People International

 1979 - Gairdner Trust Ministries founded

Researching Central Asia and educating the church in the West

People International was established in 1979 in the UK under the name "Gairdner Trust Ministries". The organisation was named after Temple Gairdner, a Scottish missionary who laboured among the Muslims of Egypt in the early part of the twentieth century.

On one of the first trips into Central Asia, one of our UK workers met an Uzbek Christian who was desperate for scriptures in his own language. The following year when our worker returned to deliver the scriptures, he learned that the Uzbek Christian had been arrested and placed in a psychiatric hospital. We later heard that an overdose of drugs was administered to him and he died in the hospital.

The first years of the mission were devoted to spreading information about the needs of Central Asian Muslims to the church in the West. Muslim Awareness Seminars were held, prayer fellowships started, literature published, and inquiries about Central Asian Muslims were answered. Pioneer researchers were sent to the then little-known areas of Uzbekistan, Tajikistan and Xinjiang. Wherever our researchers went they found millions of Central Asian Muslims who desperately needed the Saviour. They also found that churches in the West had little or no information about these people.

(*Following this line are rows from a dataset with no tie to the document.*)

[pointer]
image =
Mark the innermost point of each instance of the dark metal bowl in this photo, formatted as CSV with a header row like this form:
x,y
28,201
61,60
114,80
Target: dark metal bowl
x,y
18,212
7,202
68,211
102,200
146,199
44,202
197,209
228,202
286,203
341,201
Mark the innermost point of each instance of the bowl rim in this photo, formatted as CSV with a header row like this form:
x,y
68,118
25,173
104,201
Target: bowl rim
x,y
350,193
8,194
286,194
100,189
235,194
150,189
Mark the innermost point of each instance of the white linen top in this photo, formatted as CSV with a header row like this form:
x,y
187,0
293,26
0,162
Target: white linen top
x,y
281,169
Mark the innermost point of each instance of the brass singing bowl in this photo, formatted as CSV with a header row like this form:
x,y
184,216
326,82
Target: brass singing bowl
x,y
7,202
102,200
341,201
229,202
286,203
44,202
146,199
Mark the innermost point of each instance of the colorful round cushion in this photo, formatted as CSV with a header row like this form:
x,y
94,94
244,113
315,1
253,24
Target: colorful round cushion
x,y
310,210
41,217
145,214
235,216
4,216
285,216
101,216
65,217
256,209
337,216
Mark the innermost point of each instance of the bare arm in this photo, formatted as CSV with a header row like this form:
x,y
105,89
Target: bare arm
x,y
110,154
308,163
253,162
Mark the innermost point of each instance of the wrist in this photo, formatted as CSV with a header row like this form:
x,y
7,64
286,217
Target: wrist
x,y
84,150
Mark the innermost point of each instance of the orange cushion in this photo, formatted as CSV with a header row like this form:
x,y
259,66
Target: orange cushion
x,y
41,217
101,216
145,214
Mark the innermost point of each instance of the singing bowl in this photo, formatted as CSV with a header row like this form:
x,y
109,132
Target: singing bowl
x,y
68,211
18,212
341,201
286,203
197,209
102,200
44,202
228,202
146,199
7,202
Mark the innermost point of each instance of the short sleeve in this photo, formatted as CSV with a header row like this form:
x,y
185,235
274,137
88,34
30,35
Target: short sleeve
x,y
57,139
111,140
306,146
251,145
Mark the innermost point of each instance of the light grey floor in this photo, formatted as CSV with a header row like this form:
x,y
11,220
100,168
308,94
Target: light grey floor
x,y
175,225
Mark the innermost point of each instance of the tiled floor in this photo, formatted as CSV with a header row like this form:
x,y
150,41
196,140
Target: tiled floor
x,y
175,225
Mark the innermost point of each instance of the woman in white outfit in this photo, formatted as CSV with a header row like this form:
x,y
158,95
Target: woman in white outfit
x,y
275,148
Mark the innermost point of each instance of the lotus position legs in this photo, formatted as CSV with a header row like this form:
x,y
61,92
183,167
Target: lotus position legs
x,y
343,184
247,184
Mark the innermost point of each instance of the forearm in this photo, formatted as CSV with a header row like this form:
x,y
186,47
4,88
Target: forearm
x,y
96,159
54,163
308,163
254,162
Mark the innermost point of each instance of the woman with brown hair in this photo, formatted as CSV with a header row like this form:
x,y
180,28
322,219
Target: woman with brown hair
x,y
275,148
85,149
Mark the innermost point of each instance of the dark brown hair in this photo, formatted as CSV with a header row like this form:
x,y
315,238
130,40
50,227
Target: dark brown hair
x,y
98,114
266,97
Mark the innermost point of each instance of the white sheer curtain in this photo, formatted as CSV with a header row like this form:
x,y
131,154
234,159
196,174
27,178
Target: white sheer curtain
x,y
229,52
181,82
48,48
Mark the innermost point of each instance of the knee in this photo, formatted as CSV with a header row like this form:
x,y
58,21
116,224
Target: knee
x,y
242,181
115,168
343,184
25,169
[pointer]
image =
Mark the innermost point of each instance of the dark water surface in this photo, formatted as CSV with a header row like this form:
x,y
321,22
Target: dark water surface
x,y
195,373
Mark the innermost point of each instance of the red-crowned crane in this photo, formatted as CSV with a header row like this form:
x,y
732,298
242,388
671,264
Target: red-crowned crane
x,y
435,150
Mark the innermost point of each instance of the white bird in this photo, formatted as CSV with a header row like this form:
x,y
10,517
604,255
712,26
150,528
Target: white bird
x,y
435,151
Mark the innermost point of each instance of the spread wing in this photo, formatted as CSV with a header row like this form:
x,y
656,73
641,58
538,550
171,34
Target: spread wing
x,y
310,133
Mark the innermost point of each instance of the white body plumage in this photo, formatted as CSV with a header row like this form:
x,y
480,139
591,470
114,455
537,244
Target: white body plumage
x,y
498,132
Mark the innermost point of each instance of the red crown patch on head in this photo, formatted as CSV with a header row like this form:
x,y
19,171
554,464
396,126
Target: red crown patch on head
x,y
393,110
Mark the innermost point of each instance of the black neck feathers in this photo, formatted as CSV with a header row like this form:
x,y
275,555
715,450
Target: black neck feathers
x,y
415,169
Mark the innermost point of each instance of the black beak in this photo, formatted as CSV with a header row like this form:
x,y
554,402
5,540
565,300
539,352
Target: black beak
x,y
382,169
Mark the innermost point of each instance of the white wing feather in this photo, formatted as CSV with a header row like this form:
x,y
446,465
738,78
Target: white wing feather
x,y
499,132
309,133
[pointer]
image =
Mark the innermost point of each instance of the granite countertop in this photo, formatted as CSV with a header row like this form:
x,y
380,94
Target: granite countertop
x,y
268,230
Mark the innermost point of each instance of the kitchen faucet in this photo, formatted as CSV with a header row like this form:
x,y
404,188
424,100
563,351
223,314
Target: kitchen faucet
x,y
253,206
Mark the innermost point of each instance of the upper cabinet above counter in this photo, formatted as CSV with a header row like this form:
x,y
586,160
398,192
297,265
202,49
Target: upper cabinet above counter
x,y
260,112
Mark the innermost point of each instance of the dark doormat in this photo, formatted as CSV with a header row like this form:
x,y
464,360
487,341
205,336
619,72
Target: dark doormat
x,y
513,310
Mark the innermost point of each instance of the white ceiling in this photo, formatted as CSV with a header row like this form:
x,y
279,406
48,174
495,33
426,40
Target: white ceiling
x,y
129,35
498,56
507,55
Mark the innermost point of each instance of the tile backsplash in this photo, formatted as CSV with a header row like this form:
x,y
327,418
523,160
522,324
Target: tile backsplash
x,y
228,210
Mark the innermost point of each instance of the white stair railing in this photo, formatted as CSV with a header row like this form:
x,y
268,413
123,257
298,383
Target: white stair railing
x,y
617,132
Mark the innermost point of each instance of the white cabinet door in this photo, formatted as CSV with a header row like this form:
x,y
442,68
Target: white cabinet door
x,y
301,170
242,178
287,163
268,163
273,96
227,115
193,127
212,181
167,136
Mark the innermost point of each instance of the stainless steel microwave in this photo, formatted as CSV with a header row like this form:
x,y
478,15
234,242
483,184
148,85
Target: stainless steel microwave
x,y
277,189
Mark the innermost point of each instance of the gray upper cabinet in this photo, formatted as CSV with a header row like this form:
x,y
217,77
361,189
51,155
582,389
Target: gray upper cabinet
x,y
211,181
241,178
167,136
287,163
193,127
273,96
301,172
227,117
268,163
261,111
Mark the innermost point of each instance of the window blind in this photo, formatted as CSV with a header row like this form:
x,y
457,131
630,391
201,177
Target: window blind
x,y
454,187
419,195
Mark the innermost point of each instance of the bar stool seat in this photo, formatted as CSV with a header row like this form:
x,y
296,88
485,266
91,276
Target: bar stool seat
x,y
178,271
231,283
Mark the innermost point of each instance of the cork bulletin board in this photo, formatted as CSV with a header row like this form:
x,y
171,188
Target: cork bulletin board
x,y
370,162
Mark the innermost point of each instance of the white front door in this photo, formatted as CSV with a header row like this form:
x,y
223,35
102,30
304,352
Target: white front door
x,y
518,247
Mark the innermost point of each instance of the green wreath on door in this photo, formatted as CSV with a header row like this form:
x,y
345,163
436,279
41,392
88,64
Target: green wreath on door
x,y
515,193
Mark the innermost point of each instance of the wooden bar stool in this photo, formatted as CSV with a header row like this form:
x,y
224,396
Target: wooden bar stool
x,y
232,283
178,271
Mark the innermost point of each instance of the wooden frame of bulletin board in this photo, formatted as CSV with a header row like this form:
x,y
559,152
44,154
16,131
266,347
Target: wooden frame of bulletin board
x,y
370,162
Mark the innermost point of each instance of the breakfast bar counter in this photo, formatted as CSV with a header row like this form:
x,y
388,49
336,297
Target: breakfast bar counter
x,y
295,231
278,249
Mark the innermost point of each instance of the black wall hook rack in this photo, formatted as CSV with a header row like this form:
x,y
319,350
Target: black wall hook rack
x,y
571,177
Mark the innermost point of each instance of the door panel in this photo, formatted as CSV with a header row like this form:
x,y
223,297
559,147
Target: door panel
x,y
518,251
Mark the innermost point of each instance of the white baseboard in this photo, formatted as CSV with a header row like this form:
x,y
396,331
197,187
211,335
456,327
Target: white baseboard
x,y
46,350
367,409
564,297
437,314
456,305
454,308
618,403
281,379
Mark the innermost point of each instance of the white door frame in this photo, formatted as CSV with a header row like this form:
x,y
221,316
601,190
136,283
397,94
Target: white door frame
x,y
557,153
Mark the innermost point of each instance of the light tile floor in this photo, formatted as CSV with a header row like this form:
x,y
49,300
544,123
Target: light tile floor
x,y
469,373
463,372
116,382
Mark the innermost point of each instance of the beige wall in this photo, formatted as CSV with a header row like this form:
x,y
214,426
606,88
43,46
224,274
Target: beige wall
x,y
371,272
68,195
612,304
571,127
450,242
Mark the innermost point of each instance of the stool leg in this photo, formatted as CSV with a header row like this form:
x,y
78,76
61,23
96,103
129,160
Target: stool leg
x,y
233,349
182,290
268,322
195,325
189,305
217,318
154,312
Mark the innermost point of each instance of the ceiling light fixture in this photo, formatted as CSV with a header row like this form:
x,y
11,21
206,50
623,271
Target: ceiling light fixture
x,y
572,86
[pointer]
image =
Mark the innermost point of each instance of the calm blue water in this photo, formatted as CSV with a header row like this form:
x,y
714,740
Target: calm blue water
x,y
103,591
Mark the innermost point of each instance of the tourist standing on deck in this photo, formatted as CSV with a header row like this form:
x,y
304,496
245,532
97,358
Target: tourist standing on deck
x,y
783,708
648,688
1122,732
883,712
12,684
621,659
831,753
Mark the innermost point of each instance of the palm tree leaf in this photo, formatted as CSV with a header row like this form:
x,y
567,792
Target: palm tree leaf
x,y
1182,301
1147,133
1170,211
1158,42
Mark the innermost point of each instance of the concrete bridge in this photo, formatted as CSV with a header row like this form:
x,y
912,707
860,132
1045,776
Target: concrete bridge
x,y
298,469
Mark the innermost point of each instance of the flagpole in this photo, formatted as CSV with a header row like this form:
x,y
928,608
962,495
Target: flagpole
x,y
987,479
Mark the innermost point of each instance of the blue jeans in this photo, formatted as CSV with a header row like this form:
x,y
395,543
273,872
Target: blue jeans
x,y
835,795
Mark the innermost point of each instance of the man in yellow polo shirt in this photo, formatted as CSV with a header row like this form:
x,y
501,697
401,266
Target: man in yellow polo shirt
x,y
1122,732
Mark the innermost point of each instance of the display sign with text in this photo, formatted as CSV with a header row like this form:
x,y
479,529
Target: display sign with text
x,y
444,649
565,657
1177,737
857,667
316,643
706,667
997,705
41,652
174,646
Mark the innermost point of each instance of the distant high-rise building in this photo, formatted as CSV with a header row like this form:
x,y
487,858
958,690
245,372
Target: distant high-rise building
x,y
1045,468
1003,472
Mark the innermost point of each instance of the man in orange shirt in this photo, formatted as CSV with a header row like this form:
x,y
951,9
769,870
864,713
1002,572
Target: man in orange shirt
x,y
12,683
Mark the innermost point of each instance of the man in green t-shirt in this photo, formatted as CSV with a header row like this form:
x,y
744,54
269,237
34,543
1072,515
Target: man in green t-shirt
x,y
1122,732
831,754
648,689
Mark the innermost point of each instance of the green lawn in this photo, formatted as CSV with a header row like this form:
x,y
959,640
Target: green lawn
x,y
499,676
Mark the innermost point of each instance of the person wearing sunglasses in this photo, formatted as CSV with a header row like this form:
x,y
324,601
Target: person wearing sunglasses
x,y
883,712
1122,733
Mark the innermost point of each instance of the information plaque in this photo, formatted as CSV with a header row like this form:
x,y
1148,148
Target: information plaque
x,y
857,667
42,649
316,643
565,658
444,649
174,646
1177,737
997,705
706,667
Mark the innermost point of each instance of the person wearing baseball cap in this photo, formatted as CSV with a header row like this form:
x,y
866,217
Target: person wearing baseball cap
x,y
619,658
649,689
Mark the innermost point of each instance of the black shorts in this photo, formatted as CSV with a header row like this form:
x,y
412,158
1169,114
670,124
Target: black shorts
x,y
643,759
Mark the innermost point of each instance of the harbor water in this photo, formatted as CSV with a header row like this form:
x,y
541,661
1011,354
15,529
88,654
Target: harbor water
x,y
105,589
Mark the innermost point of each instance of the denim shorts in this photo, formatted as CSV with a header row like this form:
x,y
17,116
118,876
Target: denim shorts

With this informational vacuum in mind, the mission began to publish more and more literature. People Group Profiles and research reports called Society of Central Asian News (SCANs) began to be published on a regular basis. Regular newsletters (Muslim Peoples News) started to be distributed. The more that was published, the more that was taught, and the more travelling that was done, the more the work grew. Soon others wanted to know how they could also get involved.

Specific people groups were adopted for research and ministry. They were generally those of either Turkic or Persian origin who were living geographically between Albania in the West and China in the East. These Central Asian peoples have a population of over 300 million, and live in one of the most unreached areas of the world today.

The mission continued to challenge churches in the West and to raise their awareness of these neglected people groups of Central Asia. Some growth in the mission occurred; prayer groups met regularly; workers came and helped out in the mission office; a six-week annual Islamic Course was started in England; and the publications continued to make thousands aware of the unreached Muslim peoples. To this point, most of the work was centred in the UK and Europe, although some efforts to raise awareness of the needs of these peoples were also being directed toward North America.